New York and California have begun running up against some of these questions. In New York, the Public Service Commission kicked off a process to turn utilities into market platform providers for distributed energy resources. New York prohibits utilities from owning these resources and instead plans to optimize the system via market-based pricing that will interact with wholesale market prices. The details of those interactions between distribution and bulk transmission level prices are still being worked out. California utilities are also piloting auctions for distributed energy resources to compete with centralized generation to provide local capacity. How exactly the resulting revenue streams couple with wholesale market bidding remains to be seen.
Signs point to 2017 being the year for more concrete proposals on how to divide responsibility and activities related to integrating and pricing resources across the transmission-distribution interface.
The why now: Pilots, policies, and today’s plans will shape the next decade or more
Progress in wholesale markets can seem slow, but momentum is building for changes that enable more resources to participate in the markets, and more flexibility to be traded. One change that has helped reward flexible resources is Texas’ “operating reserve demand curve”, which increases real-time market prices in advance of triggering an official scarcity event. This has proven effective, and the mechanism is now spreading across the nation.

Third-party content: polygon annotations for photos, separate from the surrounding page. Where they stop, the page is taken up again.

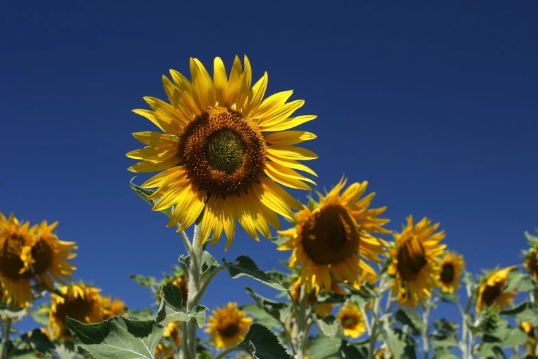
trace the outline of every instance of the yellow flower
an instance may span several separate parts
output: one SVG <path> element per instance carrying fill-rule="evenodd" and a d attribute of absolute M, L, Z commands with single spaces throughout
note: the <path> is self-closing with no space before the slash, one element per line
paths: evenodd
<path fill-rule="evenodd" d="M 110 297 L 102 297 L 99 288 L 82 283 L 65 285 L 60 290 L 63 296 L 51 294 L 49 310 L 49 328 L 58 339 L 71 340 L 65 317 L 69 316 L 85 324 L 99 323 L 123 314 L 124 303 Z"/>
<path fill-rule="evenodd" d="M 196 58 L 190 59 L 192 82 L 175 70 L 170 70 L 173 83 L 163 76 L 170 104 L 146 97 L 153 111 L 134 112 L 164 133 L 133 133 L 147 146 L 127 156 L 142 160 L 129 168 L 133 172 L 163 171 L 142 186 L 159 187 L 150 197 L 160 197 L 153 210 L 175 206 L 168 226 L 180 223 L 177 230 L 183 230 L 203 213 L 201 243 L 208 239 L 212 230 L 212 244 L 215 244 L 224 230 L 227 249 L 234 238 L 236 219 L 256 239 L 256 230 L 271 237 L 268 224 L 280 229 L 275 212 L 295 219 L 291 208 L 302 207 L 277 182 L 292 188 L 311 189 L 304 182 L 314 182 L 292 168 L 315 175 L 297 160 L 313 160 L 317 155 L 293 145 L 316 136 L 284 130 L 316 116 L 289 117 L 304 103 L 302 100 L 286 103 L 291 91 L 262 100 L 267 74 L 251 89 L 247 56 L 244 71 L 236 56 L 229 78 L 220 58 L 215 58 L 214 65 L 212 80 Z"/>
<path fill-rule="evenodd" d="M 229 303 L 222 309 L 217 307 L 212 313 L 208 319 L 205 331 L 209 333 L 215 348 L 229 348 L 245 339 L 252 318 L 239 310 L 237 303 Z"/>
<path fill-rule="evenodd" d="M 342 307 L 338 313 L 338 320 L 346 336 L 359 338 L 366 331 L 364 317 L 356 304 L 348 304 Z"/>
<path fill-rule="evenodd" d="M 368 209 L 375 193 L 359 199 L 366 181 L 354 183 L 341 195 L 346 182 L 342 178 L 324 197 L 319 195 L 313 210 L 305 206 L 299 212 L 295 228 L 278 232 L 290 239 L 278 250 L 293 250 L 289 265 L 302 263 L 301 283 L 309 292 L 315 286 L 330 288 L 332 279 L 353 284 L 364 272 L 376 278 L 364 259 L 381 262 L 377 255 L 385 251 L 387 243 L 370 233 L 391 233 L 381 228 L 389 220 L 376 218 L 386 207 Z"/>
<path fill-rule="evenodd" d="M 67 260 L 76 257 L 75 242 L 60 241 L 52 233 L 58 222 L 43 221 L 32 227 L 13 214 L 0 213 L 0 279 L 7 301 L 20 307 L 34 300 L 31 281 L 53 289 L 52 279 L 71 281 L 75 270 Z"/>
<path fill-rule="evenodd" d="M 486 275 L 480 284 L 478 298 L 476 300 L 476 311 L 484 307 L 502 309 L 514 301 L 515 290 L 503 292 L 502 288 L 508 282 L 508 274 L 515 266 L 495 270 Z"/>
<path fill-rule="evenodd" d="M 414 226 L 413 216 L 409 216 L 402 232 L 394 234 L 396 248 L 390 249 L 392 262 L 388 272 L 396 277 L 392 294 L 400 307 L 414 307 L 431 296 L 439 278 L 438 259 L 447 247 L 439 244 L 444 231 L 434 233 L 438 226 L 425 217 Z"/>
<path fill-rule="evenodd" d="M 439 287 L 443 292 L 453 293 L 460 287 L 460 280 L 465 267 L 463 256 L 447 252 L 439 266 Z"/>

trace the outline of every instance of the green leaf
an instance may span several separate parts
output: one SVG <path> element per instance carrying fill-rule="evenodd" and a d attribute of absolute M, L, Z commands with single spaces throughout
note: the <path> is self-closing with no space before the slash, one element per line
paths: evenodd
<path fill-rule="evenodd" d="M 153 206 L 158 201 L 159 198 L 154 198 L 153 199 L 149 199 L 148 197 L 151 195 L 155 191 L 153 190 L 148 190 L 146 188 L 143 188 L 139 186 L 137 186 L 134 183 L 133 183 L 133 180 L 134 180 L 135 177 L 133 177 L 131 180 L 131 182 L 129 182 L 129 185 L 131 186 L 131 188 L 133 188 L 133 191 L 135 191 L 135 193 L 138 195 L 138 197 L 150 204 L 152 206 Z M 164 209 L 161 210 L 159 210 L 161 213 L 164 213 L 167 216 L 170 217 L 172 215 L 172 208 Z"/>
<path fill-rule="evenodd" d="M 157 312 L 157 323 L 166 325 L 172 322 L 192 322 L 203 328 L 205 325 L 205 312 L 208 310 L 203 305 L 197 305 L 188 312 L 181 309 L 183 299 L 181 291 L 174 285 L 161 287 L 162 300 Z"/>
<path fill-rule="evenodd" d="M 135 281 L 142 287 L 149 288 L 152 291 L 155 290 L 155 281 L 157 281 L 157 279 L 155 276 L 130 274 L 129 278 Z"/>
<path fill-rule="evenodd" d="M 153 311 L 150 308 L 144 308 L 139 310 L 125 308 L 125 314 L 128 315 L 129 319 L 136 319 L 137 320 L 153 320 L 155 317 Z"/>
<path fill-rule="evenodd" d="M 251 325 L 237 347 L 250 353 L 254 359 L 292 359 L 275 334 L 261 324 Z"/>
<path fill-rule="evenodd" d="M 274 281 L 272 278 L 264 272 L 260 270 L 254 261 L 247 256 L 239 256 L 233 262 L 227 263 L 226 261 L 223 259 L 223 262 L 226 265 L 226 268 L 228 270 L 232 278 L 236 279 L 242 276 L 247 276 L 276 290 L 285 290 L 284 287 Z"/>
<path fill-rule="evenodd" d="M 381 334 L 385 342 L 388 345 L 394 359 L 399 359 L 405 348 L 406 343 L 400 340 L 390 328 L 381 328 Z"/>
<path fill-rule="evenodd" d="M 420 335 L 423 327 L 421 316 L 414 312 L 404 312 L 401 309 L 396 312 L 396 320 L 412 330 L 414 336 Z"/>
<path fill-rule="evenodd" d="M 278 322 L 264 309 L 258 306 L 257 304 L 250 303 L 245 305 L 241 305 L 239 309 L 247 314 L 254 317 L 254 321 L 260 323 L 269 329 L 276 329 L 280 327 Z"/>
<path fill-rule="evenodd" d="M 334 338 L 340 327 L 340 323 L 335 316 L 328 316 L 322 318 L 314 314 L 313 317 L 316 325 L 325 336 Z"/>
<path fill-rule="evenodd" d="M 82 324 L 67 318 L 73 342 L 96 359 L 153 359 L 164 327 L 154 321 L 113 316 L 96 324 Z"/>
<path fill-rule="evenodd" d="M 258 306 L 265 310 L 268 314 L 276 319 L 280 323 L 283 323 L 284 319 L 290 312 L 290 305 L 287 303 L 276 302 L 264 298 L 260 294 L 256 293 L 251 288 L 247 287 L 247 293 L 252 297 Z"/>

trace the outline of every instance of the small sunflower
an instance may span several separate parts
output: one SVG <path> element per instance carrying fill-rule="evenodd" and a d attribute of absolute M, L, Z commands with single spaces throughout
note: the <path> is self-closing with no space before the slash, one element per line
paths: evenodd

And out West, the Energy Imbalance Market now enables six of the region’s largest utilities to trade certain balancing services, increasing the flexibility of the region’s grid. Market benefits have topped $110 million just two years after the program first launched, and several more utilities have stated their intention to join.
And what should we expect in 2017?
If FERC’s proposed rule for storage and aggregated distributed resources is finalized early next year as expected, implementation will move to the regional markets. Each will then propose their own specific changes to their products and operations to enable more resources to participate and get paid in the market. This will advance the conversation about co-optimizing supply and demand, valuing flexibility, and enabling a more diverse set of resources to participate in the market.
One thing is for sure, 2016 saw many positive updates, but more will need to be done in 2017 (and beyond) to future-proof America’s power markets.